[BioC] edgeR i get 377 significant genes where in DESeq i got 0

Simon Anders anders at embl.de
Wed Mar 14 08:41:12 CET 2012


Hi

On 2012-03-14 00:16, Gordon K Smyth wrote:
> Probably you haven't made a mistake. In our experience, this is the
> typical behaviour of the two packages.
>
> The DESeq people should be applauded for trying something different, but
> commonsense would tell you that setting dispersions equal to the
> "maximum" of two extremes is likely to be conservative, especially when
> there are so few replicates.

Of course, I need to chime in here.

First of all, the poster did indeed make a mistake, see below.

Second, in our experience, the use of the maximum rule, while admittedly 
looking overly conservative, costs surprisingly little power for typical 
data. We performed simulations that convinced at least us that this 
simple scheme is more robust than the WML scheme in edgeR, which, in our 
hands, failed to control type-I error when presented with simulated data 
with few replicates when the dispersion values were drawn from rather 
wide distributions. Of course, a systematic comparison is still lacking 
and should maybe be done by somebody more unbiased. In my opinion, such 
a comparison should be based on a simulation study that tests how the 
methods deal with simulated data with true dispersion values drawn from 
distributions of different shapes and widths, modeled after real data 
where available.

Now, to Pap's data set:

>> Hi,
>> Assuming i have 2 files:
>> 1's have 1,000,000 reads- one condition
>> 2's have 3,000,000 reads- second condition

Pap has two samples in total, not two replicates per condition, and so 
the whole discussion above is not applicable anyway.

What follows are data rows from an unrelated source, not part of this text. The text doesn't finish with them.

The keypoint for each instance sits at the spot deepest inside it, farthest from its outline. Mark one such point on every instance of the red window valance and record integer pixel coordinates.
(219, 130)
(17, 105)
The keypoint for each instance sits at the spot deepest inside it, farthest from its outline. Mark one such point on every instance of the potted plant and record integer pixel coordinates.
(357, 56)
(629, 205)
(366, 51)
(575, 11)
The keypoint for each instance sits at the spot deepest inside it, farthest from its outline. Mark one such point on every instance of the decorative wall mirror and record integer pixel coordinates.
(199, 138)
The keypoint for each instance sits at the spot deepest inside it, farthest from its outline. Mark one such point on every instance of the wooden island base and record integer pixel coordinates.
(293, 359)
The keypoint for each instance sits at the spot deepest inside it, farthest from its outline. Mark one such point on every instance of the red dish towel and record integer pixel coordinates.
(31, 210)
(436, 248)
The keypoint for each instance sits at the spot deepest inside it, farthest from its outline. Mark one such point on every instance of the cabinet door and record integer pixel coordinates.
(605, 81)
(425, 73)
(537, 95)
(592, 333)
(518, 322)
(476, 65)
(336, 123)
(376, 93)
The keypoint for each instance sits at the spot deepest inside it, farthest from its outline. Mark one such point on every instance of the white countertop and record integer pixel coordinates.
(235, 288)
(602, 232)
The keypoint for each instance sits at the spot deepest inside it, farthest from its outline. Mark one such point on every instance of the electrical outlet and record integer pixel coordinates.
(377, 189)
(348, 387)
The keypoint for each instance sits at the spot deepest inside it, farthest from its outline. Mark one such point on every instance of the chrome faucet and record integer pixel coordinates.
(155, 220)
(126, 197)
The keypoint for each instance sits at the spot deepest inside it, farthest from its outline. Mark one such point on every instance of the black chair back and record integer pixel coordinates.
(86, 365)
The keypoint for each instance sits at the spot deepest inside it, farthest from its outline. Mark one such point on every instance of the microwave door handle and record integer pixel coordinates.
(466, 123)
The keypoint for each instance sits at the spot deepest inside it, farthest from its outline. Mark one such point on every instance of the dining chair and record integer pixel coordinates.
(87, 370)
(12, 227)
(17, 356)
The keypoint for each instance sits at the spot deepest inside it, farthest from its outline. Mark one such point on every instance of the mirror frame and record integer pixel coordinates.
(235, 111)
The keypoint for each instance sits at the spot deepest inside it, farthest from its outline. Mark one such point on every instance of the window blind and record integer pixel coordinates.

In this case, a proper statistical analysis is not possible. We can try 
to get at least something with workarounds, though.

EdgeR used to switch to Poisson mode if presented with data without 
replication, i.e., it assumed zero biological variation, which, of 
course, leads to a large number of hits, which one cannot expect to be
reproducible. Given that there are only 377 hits, this seems to have 
changed, and the edgeR authors will be able to comment on that.

DESeq offers the method "blind" to deal with data without replicates, 
where it assumes that most genes are not differentially expressed and 
hence estimates the dispersion from a comparison across the two samples. 
Only those genes that "stick out" by showing much stronger differences 
than most genes will be reported.

This method cannot be combined with the "maximum" rule, because then, 
every gene that is "sticking out" would be compared to itself.

This is why this command here

>> estimateDispersions(cds,method="blind",sharingMode="maximum",fitType="local")

produces a warning informing the user that 'method="blind"' should only 
be used together with 'sharingMode="fit-only"'.

Pap, you may have overlooked this warning. Maybe, I should maybe change 
it to an error.

Please try again with 'sharingMode="fit-only"' and let us know what you get.